Going back to England was a big deal for Flora, even without the tensions with Mason. The dream hadn’t helped.

It was the same dream she’d had hundreds of times before. She was back at Sherwood Hall, the English girls’ boarding school where she’d been so happy until the awful day her father had been arrested for fraud, and her world had collapsed around her like a straw house in the wind. She was walking up to the auditorium stage, about to receive the prize for Art & Design, when two things happened. First, her halterneck dress somehow untied itself and fell off, leaving her standing in front of the entire school naked. And second, Georgie, Flora’s most hated enemy at Sherwood, had popped up out of nowhere and started taking photographs, tossing her long blonde hair behind her and laughing spitefully as Flora frantically tried to cover herself with her hands.
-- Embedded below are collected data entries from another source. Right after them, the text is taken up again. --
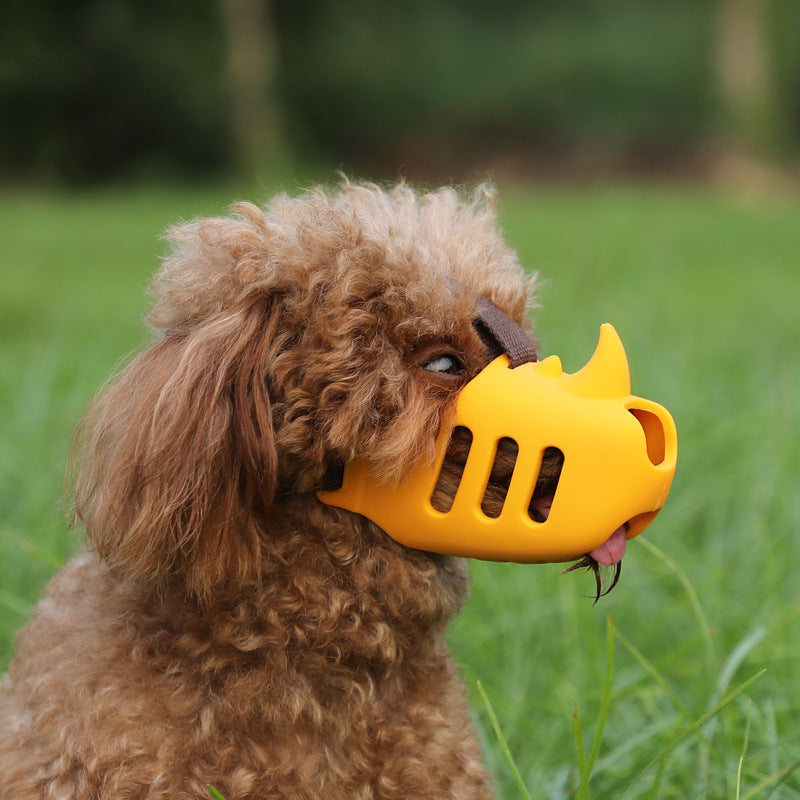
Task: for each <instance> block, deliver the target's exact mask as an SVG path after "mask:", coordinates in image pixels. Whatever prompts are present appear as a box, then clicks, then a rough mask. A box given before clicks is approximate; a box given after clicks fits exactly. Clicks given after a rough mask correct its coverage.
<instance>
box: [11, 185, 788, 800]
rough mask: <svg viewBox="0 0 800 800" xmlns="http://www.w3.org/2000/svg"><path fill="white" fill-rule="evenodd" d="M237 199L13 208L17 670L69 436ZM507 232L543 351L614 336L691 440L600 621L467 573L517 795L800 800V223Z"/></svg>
mask: <svg viewBox="0 0 800 800" xmlns="http://www.w3.org/2000/svg"><path fill="white" fill-rule="evenodd" d="M266 194H267V192H266V190H263V191H261V192H260V194H259V195H256V199H264V197H266ZM234 198H235V195H234V194H232V193H230V192H228V191H226V190H225V189H222V188H220V189H207V190H202V191H201V190H191V191H190V190H184V191H180V190H167V189H160V190H152V191H148V190H144V189H142V190H137V191H135V192H132V193H128V194H125V193H102V194H89V195H81V196H71V195H60V196H59V195H37V194H27V195H12V194H10V193H5V194H2V193H0V242H2V251H0V269H1V270H2V273H1V277H0V331H1V332H2V338H1V339H0V341H1V342H2V345H1V347H0V667H2V665H3V664H4V663H6V662H7V660H8V658H9V656H10V651H11V641H12V637H13V633H14V631H15V630H16V629H18V628H19V627H20V626H21V625H22V624H23V623H24V621H25V618H26V617H27V615H28V613H29V612H30V610H31V608H32V606H33V604H34V603H35V601H36V599H37V597H38V596H39V595H40V593H41V590H42V587H43V585H44V583H45V582H46V580H47V579H48V577H49V576H50V575H52V573H53V572H54V571H55V569H57V567H58V565H59V564H61V563H62V562H63V561H64V559H65V558H67V557H68V556H69V554H70V553H72V552H73V551H74V550H75V548H76V547H77V543H78V537H77V535H76V534H73V533H69V532H67V531H66V529H65V527H64V524H63V522H62V515H61V512H60V511H59V508H58V502H59V496H60V492H61V480H62V477H61V476H62V474H63V467H64V461H65V457H66V451H67V447H68V443H69V438H70V435H71V431H72V429H73V427H74V424H75V423H76V421H77V420H78V419H79V417H80V415H81V413H82V410H83V408H84V407H85V405H86V403H87V402H88V400H89V398H90V396H91V395H92V393H93V392H94V390H95V389H96V388H97V387H98V386H99V385H100V383H101V382H102V381H103V380H104V379H105V378H106V377H107V376H108V374H109V373H111V372H112V371H113V370H114V368H115V366H116V365H117V363H118V362H119V360H120V359H121V358H122V357H123V356H124V355H125V354H126V353H128V352H130V351H131V350H132V349H135V348H136V347H137V346H138V345H139V344H140V343H141V342H142V340H143V338H144V332H143V331H142V329H141V327H140V326H139V321H140V319H141V313H142V309H143V307H144V304H145V295H144V287H145V285H146V283H147V281H148V278H149V276H150V274H151V273H152V271H153V270H154V269H155V268H156V266H157V259H158V255H159V253H160V252H162V245H161V244H160V243H159V242H158V238H157V237H158V235H159V233H160V232H161V230H162V229H163V227H164V226H165V225H166V224H168V223H169V222H172V221H175V220H177V219H179V218H182V217H189V216H193V215H194V214H197V213H215V212H218V211H220V210H221V209H223V208H224V207H225V206H226V205H227V204H228V202H229V201H230V200H232V199H234ZM501 210H502V221H503V225H504V228H505V230H506V232H507V235H508V238H509V239H510V240H511V242H512V243H513V244H514V245H515V246H516V247H517V248H518V250H519V252H520V254H521V257H522V259H523V262H524V263H525V264H526V265H527V266H529V267H530V268H532V269H537V270H539V271H540V273H541V274H542V276H543V278H544V279H545V280H546V283H544V285H543V288H542V291H541V301H542V308H541V309H540V310H538V311H537V312H536V314H535V317H536V322H537V326H538V329H539V333H540V337H541V340H542V350H543V351H544V352H546V353H550V352H558V353H559V354H560V355H561V356H562V359H563V361H564V364H565V368H566V369H567V370H569V371H574V370H575V369H577V368H578V367H579V366H581V365H582V363H583V362H584V361H585V359H586V358H587V357H588V356H589V354H590V352H591V350H592V348H593V345H594V343H595V340H596V336H597V331H598V327H599V325H600V323H601V322H604V321H611V322H613V323H614V324H615V326H616V327H617V329H618V330H619V332H620V334H621V336H622V339H623V341H624V342H625V344H626V346H627V349H628V353H629V357H630V360H631V364H632V372H633V385H634V391H635V392H637V393H639V394H642V395H643V396H646V397H651V398H653V399H655V400H658V401H660V402H662V403H664V404H665V405H666V406H667V407H668V408H669V409H670V410H671V411H672V413H673V415H674V416H675V419H676V422H677V424H678V432H679V442H680V457H679V466H678V473H677V476H676V480H675V484H674V487H673V490H672V494H671V497H670V500H669V502H668V504H667V506H666V508H665V510H664V511H663V513H662V514H661V515H660V516H659V517H658V519H657V520H656V522H655V523H654V524H653V525H652V526H651V527H650V528H649V529H648V530H647V531H646V533H645V534H644V535H643V536H642V537H640V539H638V540H636V541H634V542H632V543H631V546H630V548H629V553H628V555H627V557H626V559H625V565H624V569H623V574H622V579H621V582H620V585H619V587H618V588H617V589H616V590H615V591H614V592H613V593H612V594H611V595H610V596H609V597H607V598H604V599H603V600H601V602H600V603H599V604H598V605H597V606H596V607H592V603H591V600H589V599H587V598H586V595H588V594H590V592H591V586H590V583H592V581H591V580H590V579H589V578H588V576H581V575H575V574H571V575H568V576H563V577H562V576H560V575H559V572H560V567H559V566H542V567H524V566H519V565H512V564H508V565H503V564H486V563H475V564H474V565H473V577H474V581H473V596H472V599H471V601H470V604H469V606H468V607H467V609H466V611H465V612H464V613H463V614H462V615H461V616H460V617H459V618H458V620H457V621H456V622H455V624H454V626H453V627H452V629H451V634H450V641H451V644H452V648H453V651H454V653H455V656H456V658H457V660H458V661H459V663H460V664H461V665H462V666H463V671H464V674H465V677H466V678H467V681H468V682H469V684H470V687H471V699H472V701H473V706H474V708H475V715H476V722H477V724H478V726H479V730H480V731H481V735H482V737H483V739H484V748H485V751H486V758H487V761H488V763H489V764H490V767H491V768H492V770H493V771H494V773H495V775H496V776H497V782H498V785H499V786H500V788H501V791H502V796H503V797H504V798H506V799H507V800H511V798H523V797H525V792H527V793H528V794H529V795H530V797H531V798H533V799H534V800H540V799H541V798H553V799H556V798H558V799H560V798H564V797H569V796H577V797H582V798H592V799H593V800H597V799H598V798H600V799H601V800H602V799H604V798H615V799H616V798H620V797H624V798H658V799H659V800H664V799H667V798H681V800H686V798H734V797H735V798H740V799H741V800H744V799H745V798H751V799H752V798H759V799H760V798H775V800H778V799H779V798H800V729H798V724H797V720H798V718H799V717H800V635H798V632H800V503H798V489H799V488H800V487H799V486H798V476H800V360H799V359H798V345H797V342H798V338H800V322H798V305H800V263H799V261H800V225H798V220H800V202H798V201H797V200H792V199H784V200H775V201H772V202H769V203H766V202H765V203H750V204H748V203H745V202H740V201H737V200H734V199H730V198H726V197H723V196H720V195H717V194H714V193H711V192H706V191H702V190H688V189H677V188H673V189H666V188H643V187H627V188H625V187H617V188H593V189H587V190H583V191H581V190H577V189H556V188H538V189H531V190H528V191H522V190H515V191H513V192H509V193H507V194H505V195H501ZM608 617H610V618H611V622H608V621H607V618H608ZM609 631H612V633H613V636H612V637H611V638H609V635H608V632H609ZM762 672H763V674H761V673H762ZM478 681H480V685H481V691H480V692H479V691H478ZM481 692H482V693H483V696H485V698H486V700H487V701H488V703H487V702H484V700H483V699H482V694H481ZM490 709H492V710H493V713H494V715H495V716H496V720H497V722H498V724H499V727H500V729H501V734H502V736H501V737H498V736H497V735H496V733H495V729H494V726H493V723H492V720H491V715H490ZM576 745H577V746H578V747H579V752H578V753H577V754H576ZM506 748H507V749H506ZM509 755H510V756H511V759H510V760H509V757H508V756H509ZM512 763H513V764H514V767H513V768H512V766H511V764H512ZM515 770H516V771H517V773H518V777H517V776H516V775H515ZM520 784H521V785H522V786H524V787H525V789H524V790H523V789H522V788H521V785H520Z"/></svg>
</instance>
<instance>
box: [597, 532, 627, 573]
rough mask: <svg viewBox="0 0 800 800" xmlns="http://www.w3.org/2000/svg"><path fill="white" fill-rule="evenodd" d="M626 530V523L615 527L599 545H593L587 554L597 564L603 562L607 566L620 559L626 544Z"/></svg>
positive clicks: (601, 562)
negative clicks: (601, 543)
mask: <svg viewBox="0 0 800 800" xmlns="http://www.w3.org/2000/svg"><path fill="white" fill-rule="evenodd" d="M626 530H627V526H626V525H623V526H622V527H620V528H617V529H616V530H615V531H614V533H612V534H611V536H609V537H608V539H606V541H605V542H603V544H601V545H600V547H595V549H594V550H592V552H591V553H589V555H590V556H591V557H592V558H593V559H594V560H595V561H596V562H597V563H598V564H603V565H605V566H607V567H610V566H613V565H614V564H617V563H619V562H620V561H622V557H623V556H624V555H625V548H626V547H627V546H628V537H627V534H626Z"/></svg>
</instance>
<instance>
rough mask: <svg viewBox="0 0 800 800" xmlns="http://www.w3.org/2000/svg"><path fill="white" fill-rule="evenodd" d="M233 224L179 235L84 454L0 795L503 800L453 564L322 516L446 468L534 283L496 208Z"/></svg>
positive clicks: (48, 798)
mask: <svg viewBox="0 0 800 800" xmlns="http://www.w3.org/2000/svg"><path fill="white" fill-rule="evenodd" d="M235 212H236V213H235V215H234V216H233V217H231V218H219V219H201V220H198V221H195V222H192V223H189V224H185V225H182V226H179V227H176V228H173V229H172V230H171V231H169V238H170V239H171V240H172V242H173V243H174V246H173V248H172V251H171V254H170V255H169V256H168V257H167V259H166V261H165V263H164V265H163V268H162V269H161V271H160V273H159V274H158V275H157V277H156V278H155V281H154V284H153V289H154V292H155V295H156V296H157V302H156V303H155V305H154V307H153V309H152V311H151V312H150V315H149V318H148V319H149V322H150V323H151V325H152V326H153V328H154V330H155V335H154V338H153V341H152V342H151V343H150V345H149V346H148V347H147V348H146V349H145V350H144V351H143V352H141V353H140V354H139V355H138V356H136V357H135V358H134V359H133V360H132V362H131V363H130V364H129V365H128V366H127V367H126V368H125V369H124V370H123V371H122V373H121V374H120V375H119V376H118V377H117V378H116V379H115V380H114V381H113V382H112V383H111V384H110V385H109V386H108V387H106V388H105V389H104V391H103V392H102V393H101V394H100V395H99V397H98V399H97V400H96V401H95V402H94V404H93V406H92V407H91V409H90V411H89V413H88V415H87V417H86V419H85V421H84V422H83V424H82V426H81V428H80V430H79V434H78V437H77V443H76V449H75V456H74V459H73V478H74V493H75V514H76V517H77V518H78V519H79V520H80V521H82V523H83V524H84V525H85V527H86V532H87V538H88V546H87V548H86V550H85V552H84V553H83V554H82V555H80V556H78V557H77V558H76V559H75V560H74V561H72V562H71V563H70V564H68V565H67V566H66V567H65V568H64V570H63V571H62V572H61V573H60V574H59V575H58V576H57V577H56V578H55V579H54V580H53V582H52V584H51V585H50V587H49V590H48V595H47V597H46V599H44V600H43V601H42V602H41V604H40V605H39V606H38V608H37V609H36V611H35V613H34V616H33V619H32V620H31V622H30V624H29V625H28V626H27V628H26V629H25V630H24V631H23V632H22V634H21V635H20V637H19V641H18V653H17V655H16V658H15V660H14V661H13V662H12V664H11V667H10V670H9V674H8V675H7V676H6V677H5V679H4V681H3V683H2V685H1V686H0V786H2V790H0V794H2V796H3V798H5V799H6V800H34V798H35V799H36V800H40V799H41V798H47V799H48V800H78V799H80V800H91V799H93V798H104V799H106V798H107V799H109V800H110V799H111V798H114V800H121V799H122V798H129V799H131V800H133V799H134V798H148V799H151V800H152V799H153V798H164V800H167V799H168V800H184V799H186V800H188V799H189V798H191V800H201V798H207V797H208V793H207V787H208V786H209V785H213V786H215V787H216V788H217V789H219V790H220V791H221V792H222V793H223V794H224V795H225V796H226V797H227V798H228V800H242V799H243V798H258V799H259V800H268V799H269V798H298V799H299V798H308V799H309V800H310V798H325V800H338V799H339V798H342V800H344V798H347V800H358V799H360V800H367V798H370V800H377V798H403V799H404V800H413V799H414V798H460V799H461V800H469V799H470V798H485V797H489V796H490V794H491V792H490V788H489V784H488V780H487V775H486V772H485V769H484V767H483V766H482V764H481V760H480V753H479V747H478V744H477V742H476V737H475V735H474V733H473V731H472V730H471V725H470V719H469V712H468V708H467V705H466V702H465V698H464V691H463V687H462V684H461V682H460V680H459V678H458V676H457V674H456V669H455V667H454V666H453V664H452V663H451V661H450V658H449V656H448V652H447V648H446V646H445V644H444V639H443V632H444V629H445V626H446V625H447V623H448V621H449V620H450V618H451V617H452V616H453V615H454V614H455V613H456V612H457V611H458V610H459V609H460V608H461V606H462V604H463V603H464V601H465V597H466V594H467V570H466V567H465V564H464V562H463V561H462V560H461V559H457V558H453V557H449V556H440V555H434V554H430V553H426V552H422V551H419V550H412V549H409V548H406V547H404V546H402V545H401V544H398V543H397V542H396V541H394V540H393V539H391V538H389V537H388V536H387V535H386V534H385V533H384V532H383V531H382V530H381V529H380V528H378V527H377V526H376V525H374V524H373V523H371V522H369V521H368V520H366V519H365V518H364V517H361V516H359V515H357V514H354V513H351V512H348V511H344V510H341V509H338V508H333V507H331V506H328V505H325V504H323V503H321V502H320V501H319V500H318V499H317V497H316V494H315V492H316V490H318V489H319V488H320V487H321V486H323V485H324V482H325V480H326V474H328V473H329V472H330V470H331V468H335V466H336V465H337V464H342V463H346V462H348V461H350V460H352V459H357V458H358V459H362V460H363V459H367V460H368V461H369V462H370V463H371V466H372V469H373V471H374V474H375V475H376V476H377V477H378V478H380V479H381V480H383V481H387V482H397V481H400V480H402V479H403V478H404V477H405V476H407V475H408V474H409V472H410V471H411V470H413V468H414V467H415V466H416V465H417V464H419V463H420V462H421V461H424V460H426V459H428V460H430V459H432V458H433V453H434V446H435V442H436V437H437V433H438V431H439V430H440V429H441V426H442V425H443V424H444V423H445V422H446V421H447V419H448V416H449V415H450V414H451V413H452V410H453V407H454V402H455V399H456V397H457V396H458V392H459V389H460V388H461V387H462V386H463V385H464V384H465V383H466V382H467V381H468V380H469V379H470V378H471V377H473V376H474V375H475V374H476V373H478V372H479V371H480V370H481V369H482V368H483V367H484V365H485V364H486V363H487V362H488V361H489V360H490V358H491V357H492V356H493V355H494V353H493V352H492V351H493V343H492V342H491V337H487V336H486V335H485V331H484V332H483V334H484V335H482V332H481V326H479V325H478V326H476V325H475V324H474V323H475V321H476V316H477V312H476V299H477V298H479V297H483V298H486V299H488V300H489V301H491V303H493V304H494V305H495V306H497V307H499V309H501V310H502V311H503V312H505V314H506V315H507V316H508V317H510V318H511V319H512V320H514V321H515V322H516V323H518V324H525V318H526V304H527V302H528V299H529V291H530V288H531V281H526V279H525V276H524V274H523V270H522V269H521V267H520V265H519V263H518V261H517V258H516V256H515V254H514V253H513V252H512V251H511V250H510V249H509V247H508V246H507V245H506V244H505V243H504V241H503V240H502V238H501V237H500V235H499V233H498V230H497V225H496V219H495V214H494V210H493V201H492V197H491V193H490V192H487V191H485V190H481V191H479V192H478V193H477V194H476V196H475V198H474V199H472V200H470V201H462V200H460V199H459V198H458V196H457V195H456V193H455V192H454V191H452V190H448V189H445V190H441V191H437V192H435V193H432V194H428V195H426V196H424V197H419V196H417V195H416V194H415V193H414V192H413V191H411V190H410V189H408V188H406V187H403V186H400V187H398V188H395V189H394V190H392V191H390V192H384V191H382V190H380V189H378V188H377V187H374V186H357V185H351V184H345V185H344V186H343V187H342V189H341V190H340V191H339V192H338V193H335V194H329V193H326V192H323V191H321V190H317V191H311V192H309V193H307V194H305V195H304V196H302V197H300V198H298V199H289V198H287V197H279V198H277V199H275V200H274V201H273V202H272V203H271V205H270V206H269V207H268V208H266V209H264V210H261V209H258V208H256V207H255V206H252V205H249V204H244V203H243V204H240V205H237V206H236V207H235ZM494 344H496V343H494ZM457 444H458V443H457V442H456V443H455V445H454V447H455V449H456V450H457V449H458V447H457ZM453 460H454V461H455V462H458V460H459V456H458V454H457V453H455V455H454V456H453ZM461 461H462V463H463V457H461ZM455 472H456V473H457V472H458V470H457V469H456V470H455ZM455 480H457V477H456V478H455ZM443 484H446V481H444V482H443ZM449 491H450V490H449V489H448V487H447V486H446V485H442V486H440V487H439V488H438V489H437V492H439V493H441V494H443V495H444V496H445V499H444V500H443V501H442V502H446V495H447V494H448V492H449ZM487 502H488V503H491V498H490V493H487ZM500 502H501V503H502V498H501V499H500ZM576 555H577V554H576Z"/></svg>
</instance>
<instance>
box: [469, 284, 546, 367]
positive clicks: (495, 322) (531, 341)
mask: <svg viewBox="0 0 800 800" xmlns="http://www.w3.org/2000/svg"><path fill="white" fill-rule="evenodd" d="M476 305H477V308H478V311H479V312H480V316H479V317H478V319H477V320H475V327H476V328H477V330H478V333H479V334H480V335H481V338H482V339H483V341H484V342H485V343H486V345H487V346H488V347H489V350H490V351H491V355H492V356H493V357H497V356H499V355H500V354H501V353H505V354H506V355H507V356H508V360H509V362H510V366H511V369H514V368H515V367H519V366H521V365H522V364H527V363H529V362H530V361H536V360H537V355H536V345H535V344H534V343H533V342H532V341H531V338H530V336H528V334H527V333H525V330H524V329H523V328H522V326H521V325H517V323H516V322H514V320H512V319H511V317H509V316H508V315H507V314H505V313H504V312H502V311H501V310H500V309H499V308H498V307H497V306H496V305H495V304H494V303H493V302H492V301H491V300H489V299H487V298H486V297H484V296H483V295H480V296H479V297H478V301H477V304H476Z"/></svg>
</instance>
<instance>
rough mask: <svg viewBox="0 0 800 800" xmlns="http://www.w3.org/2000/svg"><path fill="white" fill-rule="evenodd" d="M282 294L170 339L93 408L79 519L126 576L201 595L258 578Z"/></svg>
mask: <svg viewBox="0 0 800 800" xmlns="http://www.w3.org/2000/svg"><path fill="white" fill-rule="evenodd" d="M279 306H280V302H279V300H278V299H277V298H275V297H273V298H264V297H263V296H262V297H261V298H260V299H253V300H251V302H250V303H249V305H247V304H242V305H241V306H239V307H238V308H235V309H233V310H231V311H229V312H227V313H223V312H219V313H217V314H215V315H212V316H211V317H210V318H209V319H207V320H205V321H203V322H202V323H197V324H194V325H191V324H190V325H186V326H184V329H177V330H173V331H170V332H167V333H166V334H165V335H163V336H162V337H161V338H159V339H158V340H156V341H155V342H154V343H153V344H152V345H151V346H150V347H149V348H148V349H147V350H145V351H143V352H142V353H140V354H139V355H138V356H137V357H136V358H135V359H134V360H133V361H132V362H131V363H130V364H129V365H128V366H127V367H126V368H125V369H124V371H123V372H122V373H121V375H120V376H119V377H118V378H117V380H116V381H114V382H113V383H111V385H109V386H108V387H107V388H106V389H105V390H104V391H103V392H101V393H100V394H99V396H98V398H97V399H96V400H95V402H94V403H93V405H92V407H91V408H90V410H89V412H88V414H87V416H86V418H85V419H84V421H83V423H82V424H81V427H80V428H79V432H78V436H77V437H76V443H75V447H74V449H73V458H72V475H73V480H74V492H75V514H76V516H77V518H79V519H80V520H82V521H83V522H84V524H85V526H86V531H87V535H88V538H89V541H90V542H91V544H92V546H93V547H94V548H95V549H96V551H97V552H98V554H99V555H100V557H101V558H102V559H103V560H104V561H105V562H106V563H107V564H108V565H109V566H110V567H111V568H112V569H113V570H115V571H117V572H118V573H120V574H122V575H125V576H128V577H133V578H134V579H137V580H139V581H143V582H148V583H153V584H160V583H163V582H164V581H166V580H170V579H172V578H174V577H176V576H180V580H181V581H182V582H184V583H185V584H186V587H187V588H188V589H189V590H190V591H191V592H193V593H195V594H196V595H199V596H204V595H208V594H209V593H210V592H211V591H212V590H213V589H214V588H215V587H218V586H220V585H221V584H225V583H230V582H232V581H244V582H246V581H247V580H248V577H252V575H253V572H254V570H255V569H256V566H257V563H258V561H259V557H260V552H259V536H258V532H257V529H256V523H255V520H256V518H257V517H258V516H260V515H261V512H263V511H264V510H266V509H267V508H268V507H269V505H270V504H271V502H272V499H273V495H274V492H275V486H276V481H277V455H276V451H275V444H274V435H273V430H272V419H271V407H270V400H269V397H268V395H267V388H266V375H265V372H266V369H267V366H268V361H269V353H268V351H269V347H270V344H271V342H272V341H273V339H274V336H275V331H276V328H277V324H278V315H279V313H280V312H279Z"/></svg>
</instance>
God, that laugh. It was as if Georgie were right there in the Virgin Upper Class cabin with her, tormenting her, taunting her about everything from her transatlantic accent to her clothes to her weight to her (nonexistent at that time) love life.

‘You know what they say about Flora: it’s easy to spread.’
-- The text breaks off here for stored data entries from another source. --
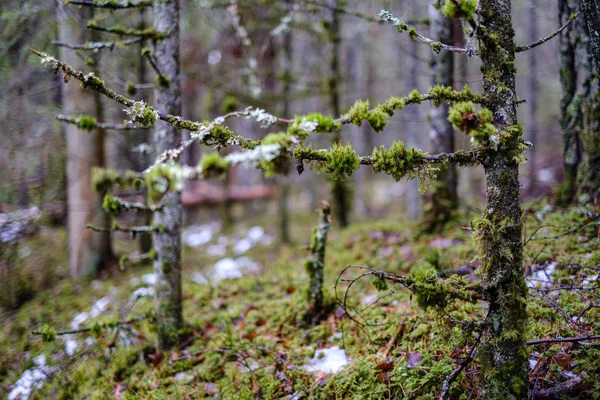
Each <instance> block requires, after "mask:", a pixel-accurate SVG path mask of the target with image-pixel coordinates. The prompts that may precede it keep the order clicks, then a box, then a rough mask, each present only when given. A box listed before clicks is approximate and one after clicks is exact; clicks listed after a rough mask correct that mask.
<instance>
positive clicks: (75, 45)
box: [52, 38, 142, 51]
mask: <svg viewBox="0 0 600 400" xmlns="http://www.w3.org/2000/svg"><path fill="white" fill-rule="evenodd" d="M141 41H142V38H131V39H127V40H117V41H114V42H86V43H84V44H76V43H68V42H61V41H58V40H53V41H52V44H53V45H56V46H58V47H65V48H67V49H71V50H84V51H98V50H104V49H108V50H112V49H114V48H115V47H125V46H129V45H132V44H136V43H139V42H141Z"/></svg>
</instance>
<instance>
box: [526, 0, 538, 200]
mask: <svg viewBox="0 0 600 400" xmlns="http://www.w3.org/2000/svg"><path fill="white" fill-rule="evenodd" d="M537 7H538V0H530V4H529V32H528V35H529V37H530V38H531V39H532V40H535V39H536V38H538V37H539V29H538V19H537V13H536V9H537ZM527 57H528V58H529V77H528V78H529V79H528V80H527V104H528V105H529V141H530V142H531V144H532V145H533V146H532V147H531V149H530V150H529V160H528V162H529V193H535V186H536V172H537V171H536V168H537V165H536V161H537V160H536V155H537V151H538V150H537V145H538V140H537V136H538V135H537V131H538V124H537V98H538V82H537V76H538V70H537V68H538V67H537V57H538V52H537V49H531V50H529V52H528V54H527Z"/></svg>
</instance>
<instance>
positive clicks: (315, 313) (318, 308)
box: [306, 202, 331, 322]
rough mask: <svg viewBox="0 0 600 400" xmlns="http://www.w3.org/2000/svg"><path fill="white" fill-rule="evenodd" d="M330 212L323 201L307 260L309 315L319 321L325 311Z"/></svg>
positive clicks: (307, 294) (328, 206) (324, 202)
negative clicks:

How many times had Flora heard that ‘joke’ at school? Hundreds? Thousands?

Georgie was far prettier than Flora, at least in Flora’s opinion. Yet she must have perceived Flora as some sort of threat. Either that or she was just a sadist who enjoyed humiliating people. Come to think of it, that was actually perfectly possible.

Before Flora’s dad went to prison, her Sherwood friends would stick up for her and protect her from the worst of Georgie’s barbs. But, after that, there was nothing. Everybody dumped her, like a hot lump of coal. The life Flora had believed she had – her friends, her family, her school, her entire place in this world – had evaporated like water spilled on a stove, instantly and completely. Sherwood became every bit as much of a prison for Flora as Mount McGregor Correctional Facility had been for her poor dad. Although Flora’s sentence was shorter. Unable to pay the fees, her mother had been forced to withdraw her and enrol her in public school back in New York. That would turn out to be a different form of prison.

But the point was that Flora had never been back to England since that awful time.

Until now.

Of course, now everything was different, she told herself firmly, pressing the call bell for the stewardess and ordering herself a belated dinner of steamed chicken and saffron rice. She was an adult now. Engaged to be married, happy, successful, flying into Heathrow first class on a ticket paid for by the great Graydon James. She was coming back to work on her dream job, restoring Hanborough Castle. Hanborough would be a career game-changer for Flora Fitzwilliam, the start of a new and, hopefully, much more profitable chapter in her life as a designer.